Developing farm land in order to save it?

-Ian Lind
Honolulu Weekly, May 14-20, 2008

Could a bill which claims to protect Hawaii’s undeveloped agricultural lands actually pave the way for more development?

The Hawaii Chapter of the Sierra Club thinks so, and is calling on Gov. Linda Lingle to veto SB 2646, a bill it says could “open up hundreds of thousands of acres of agricultural lands statewide for sprawling development”.

Jeff Mikulina, Sierra Club of Hawaii director, says the measure should be called the “give away the farm bill” or “the farmland sprawl bill”.

It provides several incentives, including tax credits, for landowners that agree to voluntarily designate some of their holdings as “important agricultural lands” or IAL. The provision that has drawn most of the attention of the Sierra Club would allow a landowner that agrees to pick certain lands for protection as important agricultural lands to simultaneous request reclassification of up to 15 percent of the total area into the urban or rural districts. The combined request would get expedited processing with few requirements for community input or review.

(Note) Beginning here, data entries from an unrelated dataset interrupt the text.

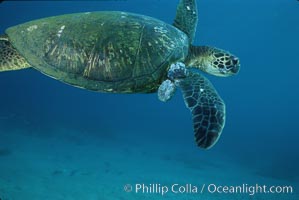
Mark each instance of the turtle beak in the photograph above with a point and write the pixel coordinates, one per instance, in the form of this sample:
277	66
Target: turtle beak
236	65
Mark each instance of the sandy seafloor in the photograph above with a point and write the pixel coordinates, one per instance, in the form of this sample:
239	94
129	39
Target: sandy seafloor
68	165
58	142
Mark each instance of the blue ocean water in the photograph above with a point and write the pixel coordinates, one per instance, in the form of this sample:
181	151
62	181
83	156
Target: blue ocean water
61	142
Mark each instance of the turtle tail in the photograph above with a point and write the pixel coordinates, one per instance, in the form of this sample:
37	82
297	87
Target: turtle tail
10	59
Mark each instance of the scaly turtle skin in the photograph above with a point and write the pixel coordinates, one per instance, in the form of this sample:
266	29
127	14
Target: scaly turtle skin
122	52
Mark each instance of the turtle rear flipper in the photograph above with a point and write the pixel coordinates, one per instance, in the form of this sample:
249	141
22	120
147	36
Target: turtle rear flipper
206	106
186	18
10	59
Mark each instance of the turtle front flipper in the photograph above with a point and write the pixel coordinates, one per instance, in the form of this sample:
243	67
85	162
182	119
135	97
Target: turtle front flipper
206	106
10	59
186	18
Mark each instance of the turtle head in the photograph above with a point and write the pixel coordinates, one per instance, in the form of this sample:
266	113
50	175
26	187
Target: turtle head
213	61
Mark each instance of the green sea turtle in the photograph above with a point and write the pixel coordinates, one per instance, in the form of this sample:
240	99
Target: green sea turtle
122	52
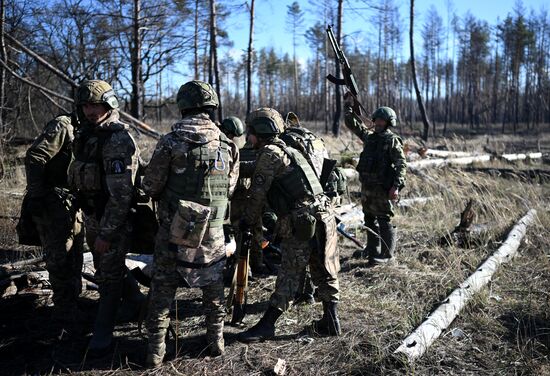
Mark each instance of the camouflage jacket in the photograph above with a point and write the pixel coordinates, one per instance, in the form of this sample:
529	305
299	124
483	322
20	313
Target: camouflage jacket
272	163
170	156
47	160
392	155
104	172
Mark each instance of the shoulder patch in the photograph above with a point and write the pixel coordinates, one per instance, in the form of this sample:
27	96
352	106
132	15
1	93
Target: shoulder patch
259	179
117	166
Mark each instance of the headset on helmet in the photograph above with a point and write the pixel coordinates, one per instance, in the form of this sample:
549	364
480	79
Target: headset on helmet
96	91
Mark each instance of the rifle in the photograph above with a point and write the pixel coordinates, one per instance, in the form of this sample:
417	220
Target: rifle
348	80
240	280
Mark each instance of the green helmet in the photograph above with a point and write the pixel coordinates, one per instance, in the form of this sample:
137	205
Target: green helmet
196	94
292	120
265	122
232	125
387	114
96	91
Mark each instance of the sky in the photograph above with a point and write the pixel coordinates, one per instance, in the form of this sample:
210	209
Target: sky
271	29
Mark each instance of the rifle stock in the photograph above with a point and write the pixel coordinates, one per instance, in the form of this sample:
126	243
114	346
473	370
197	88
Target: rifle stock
349	79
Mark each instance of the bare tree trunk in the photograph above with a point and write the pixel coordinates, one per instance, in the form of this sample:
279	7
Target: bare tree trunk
196	41
337	95
415	80
214	55
2	70
249	61
136	104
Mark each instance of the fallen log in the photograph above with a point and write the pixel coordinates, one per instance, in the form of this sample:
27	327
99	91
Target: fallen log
416	344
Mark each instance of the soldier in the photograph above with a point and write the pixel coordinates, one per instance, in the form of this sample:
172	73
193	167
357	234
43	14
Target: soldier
232	127
103	174
192	173
57	219
284	179
382	169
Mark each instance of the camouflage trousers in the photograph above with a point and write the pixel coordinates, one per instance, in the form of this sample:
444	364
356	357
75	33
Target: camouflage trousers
375	203
61	233
297	255
164	284
110	266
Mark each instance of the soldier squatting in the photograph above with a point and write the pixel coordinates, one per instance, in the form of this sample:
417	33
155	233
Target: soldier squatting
82	171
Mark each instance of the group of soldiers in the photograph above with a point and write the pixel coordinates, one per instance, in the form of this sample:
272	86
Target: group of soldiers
84	172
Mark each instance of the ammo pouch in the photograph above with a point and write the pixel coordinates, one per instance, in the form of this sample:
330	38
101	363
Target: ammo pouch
144	228
26	228
85	176
303	225
189	224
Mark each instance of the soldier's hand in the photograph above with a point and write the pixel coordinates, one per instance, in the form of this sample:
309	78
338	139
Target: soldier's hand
101	246
349	100
394	193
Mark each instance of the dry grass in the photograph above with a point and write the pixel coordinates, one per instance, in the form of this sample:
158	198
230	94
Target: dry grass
506	327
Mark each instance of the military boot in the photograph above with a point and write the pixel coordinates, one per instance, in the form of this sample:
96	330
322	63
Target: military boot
264	329
329	325
387	235
132	300
102	338
156	349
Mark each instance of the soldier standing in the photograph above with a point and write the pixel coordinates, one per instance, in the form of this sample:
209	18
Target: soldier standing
103	174
382	167
284	179
57	219
192	173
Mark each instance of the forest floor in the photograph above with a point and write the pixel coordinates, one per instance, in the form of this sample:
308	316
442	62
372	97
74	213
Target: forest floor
504	330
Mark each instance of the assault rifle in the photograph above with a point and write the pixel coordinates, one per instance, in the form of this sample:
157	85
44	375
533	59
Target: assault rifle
239	286
349	80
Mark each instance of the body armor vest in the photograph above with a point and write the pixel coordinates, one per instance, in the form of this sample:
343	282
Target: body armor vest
205	179
311	147
375	167
299	183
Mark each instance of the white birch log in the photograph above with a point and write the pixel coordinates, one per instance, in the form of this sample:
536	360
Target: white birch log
416	344
521	156
448	153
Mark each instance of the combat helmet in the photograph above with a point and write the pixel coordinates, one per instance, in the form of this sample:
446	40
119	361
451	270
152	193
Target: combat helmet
232	125
292	120
265	122
196	94
96	91
387	114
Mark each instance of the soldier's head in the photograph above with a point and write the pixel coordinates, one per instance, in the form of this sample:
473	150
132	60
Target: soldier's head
383	118
232	127
95	99
291	120
196	97
263	125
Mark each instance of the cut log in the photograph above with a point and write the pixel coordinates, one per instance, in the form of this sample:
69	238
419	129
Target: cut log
416	344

Although the bill would require any reclassification to urban use to be consistent with county land use plans, this restriction does not apply to reclassification to “rural”, a category which allows golf courses and “low density residential” developments on lots as small as 1/2 acre.

“Our fear is that it can be easily exploited, and we think it will be,” Mikulina said.

In Mikulina’s nightmare scenario, a large landowner would simply select land never intended for development, call it “important” and then, through an expedited process, recieve approval for rural development on 15 percent of the total. A landowner able to set aside 1,000 acres of fallow land in an agricultural district would potentially be allow “rural development”, including luxury-priced country estates, on up to 150 acres.

With 1.9 million acres across the state currently designated as agricultural, nearly 300,000 acres could potentially be urbanized under the terms of this bill, Mikulina said.

“To give a flavor of what this means, all the urban land on Oahu is only 100,000 acres,” Mikulina said.

The 85-15 provision was added to the bill at the last minute during conference committee negotiations at the insistence of House negotiators after another bill containing the proposal was turned down twice in the Senate.

In testimony earlier this year, Alan Murakami, attorney for the Native Hawaiian Legal Corporation and chairman of the Hawaii Rural Development Council, called the provision a gift to speculative investors.
“It will literally open up the floodgates for more of the same kind of agricultural subdivisions proliferating across the state already, but this time without violating permissible uses in the Ag District,” Murakami said.

The question of important agricultural lands has been nagging since a 1978 amendment to the Hawaii State Constitution required the state to “conserve and protect agricultural lands, promote diversified agriculture, increase agricultural self-sufficiency and assure the availability of agriculturally suitable lands.”

The constitution provides that once lands are identified as “important agricultural lands,” they cannot be reclassified or rezoned to uses other than agriculture without meeting conditions set by the legislature and a two-thirds vote by the agency responsible for approving the change.

But it has only been in the past few years that the legislature has seriously addressed the important ag lands issue by establishing a process and criteria for making these designations.

The bill’s backers, including House Speaker Calvin Say, argued that incentives for landowners that seek the “IAL” designation are necessary and long overdue.

Dan Nellis, operations manager of Dole Food Company Hawaii, testified that large landowners face higher property taxes on fallow agricultural properties, have insurance, liability, and maintenance costs ranging from maintaining irrigation systems to removing abandoned cars, and can’t cover their costs through leasing land for diversified agriculture.

“If the support of diversified agriculture is a constitutional mandate to meet a compelling public interest and our agricultural land is to be down-zoned to achieve this purpose, we believe it is unreasonable to expect landowners to bear the brunt of subsidizing the public interest,” Nellis said.

Mikulina agrees that there are legitimate issues of making agriculture financially viable for farmers and landowners.

“But we don’t make it viable by developing the land as homes,” Mikulina said.

SB 2646 gives landowners other incentives, including allowing housing for farmworkers and their immediate families on up to 5 percent of the IAL land, providing loan guarantees for new projects on important ag lands, and tax credits for certain qualified agricultural costs, including expenditures for roads and utilities, irrigation systems, housing for farm workers, agricultural equipment, even legal and consultant fees relating to obtaining or retaining water rights.

The bill faced significant opposition in the House, where 18 representatives voted against it on final reading, and passed by a slim 14-10 margin in the Senate.

Gov. Lingle has not indicated her position on the bill, and Mikulina is hoping she will agree that it is contrary to her stated goal of moving Hawaii’s economy beyond dependence on land development and speculation.